In Chattanooga, the week will consist of numerous activities that are meant to unite everyone who is interested in seeing equal labor practices in place at UTC. From Oct. 27-29 members of the contingent faculty will take part in a student-led Civic Awareness Fair that is meant to inspire community involvement. The fair, organized by The UTC Writing Center, Jennifer Beech, Assistant Professor of English and Writing Center Director and students will be held all three days from 11 a.m. to 1 p.m. in the Tennessee Room of the University Center. Booths sponsored by campus and community civic organizations will be set up to inform the public of an array of issues, as well as to provide information about how to get involved.

UTC’s Campus Equity Week events also include a roundtable discussion scheduled for Monday, October 27, 3:15 p.m. in Grote 129. The discussion will be preceded by the showing of a 30-minute documentary. All who are interested in the issues relating to conditions for contingent faculty are welcome to come and listen, learn, comment, and ask questions of the panel.

UTC Chancellor Bill Stacy encourages the faculty in assisting the administration as each explores solutions to faculty salary inequities.

"Unfortunately, when the state dollars for the UT system are cut by 9% for the current fiscal year, leaving UTC with a loss of $3.6 million from its budget, salary equity issues are difficult to address. We have individuals in faculty and staff positions all over campus who need substantial raises, and as we try to address these issues, we welcome faculty input," Stacy said.

In the fall of 2002, 40% of all undergraduate student credit hours taught on the UTC campus were taught by contingent faculty members. But in spite of carrying equal amounts of the teaching load at UTC, these teachers are paid only a fraction of the salary that the average tenure-track faculty member is paid.

Within the UTC Department of English, a typical adjunct, or part-time, instructor with a master’s degree is paid $1,353 per course – less than half of the average salary of an adjunct with the same credentials teaching at a similar institution in the state of Tennessee. In addition, adjunct faculty at UTC have no job security, no access to medical or retirement benefits, and limited access to private computers, telephones, and office space.

“We were interested in becoming involved because we have concerns that we believe are community concerns, not just university concerns,” said Jenny Smith, lecturer of English, who has organized the event along with Lanie Lundgrin, and Kristy Starks-Winn, also lecturers of English. Smith has worked as a member of the contingent faculty at UTC for eight years. “Positive steps have been taken in recent months to ensure more equitable conditions at least within the UTC English department, but there is still much to be done.”

Those steps include the recent creation of nine one-year full-time teaching appointments for contingent English faculty in the 2003-2004 academic year and the recent allocation of private and semi-private office space to contingent faculty members.
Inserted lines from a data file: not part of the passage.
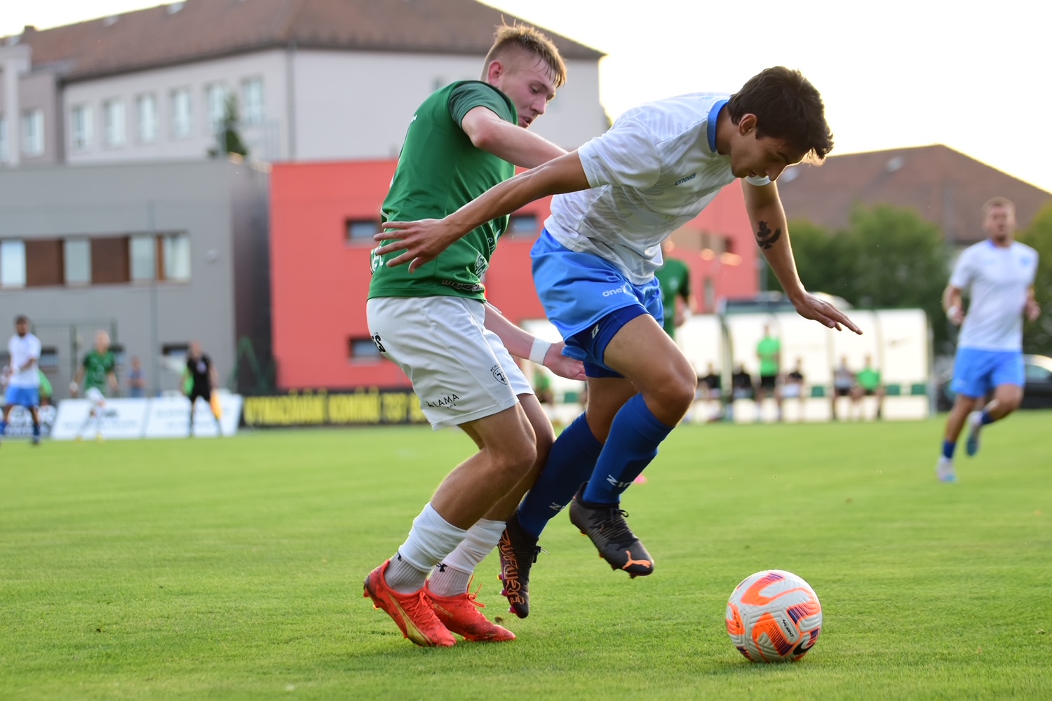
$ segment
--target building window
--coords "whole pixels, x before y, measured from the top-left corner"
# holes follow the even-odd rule
[[[244,114],[241,116],[245,124],[263,123],[263,79],[250,78],[244,83]]]
[[[22,153],[31,158],[44,153],[44,110],[39,107],[22,112]]]
[[[92,283],[92,241],[89,239],[66,239],[62,253],[65,264],[65,284],[89,285]]]
[[[102,103],[102,116],[105,120],[106,146],[124,145],[124,101],[106,100]]]
[[[25,287],[25,242],[0,241],[0,287]]]
[[[190,279],[190,235],[169,233],[164,236],[164,279],[186,282]]]
[[[77,105],[73,108],[73,148],[84,151],[92,147],[92,106]]]
[[[136,105],[139,112],[139,142],[148,144],[157,141],[157,96],[153,92],[140,95]]]
[[[132,282],[144,282],[157,276],[157,239],[155,236],[132,236],[128,240],[128,255],[132,259]]]
[[[356,363],[376,363],[383,357],[372,338],[348,338],[347,354]]]
[[[190,91],[180,87],[171,91],[171,136],[185,139],[190,136]]]
[[[537,214],[512,214],[508,222],[508,233],[512,236],[537,236]]]
[[[226,96],[229,91],[222,83],[213,83],[205,88],[205,104],[208,105],[208,128],[215,133],[223,124],[226,115]]]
“We see these one-year appointments as a step toward establishing continuity in the freshman composition program,” said Dr. Lauren Ingraham, Director of Composition at UTC.

Ingraham said longer-term full-time appointments are a good idea because “students benefit immensely from the opportunity to learn from the same teacher more than once. In addition, teachers can learn from each other when they can establish relationships with each other over time.”

Tim Parker, formerly an adjunct instructor of English, received one of the nine full-time appointments this year. “Receiving the appointment was a kind of validation of the work I’ve been doing here for the last three years,” he said, but added that working on a year-to-year basis “offers little security for me and my family.”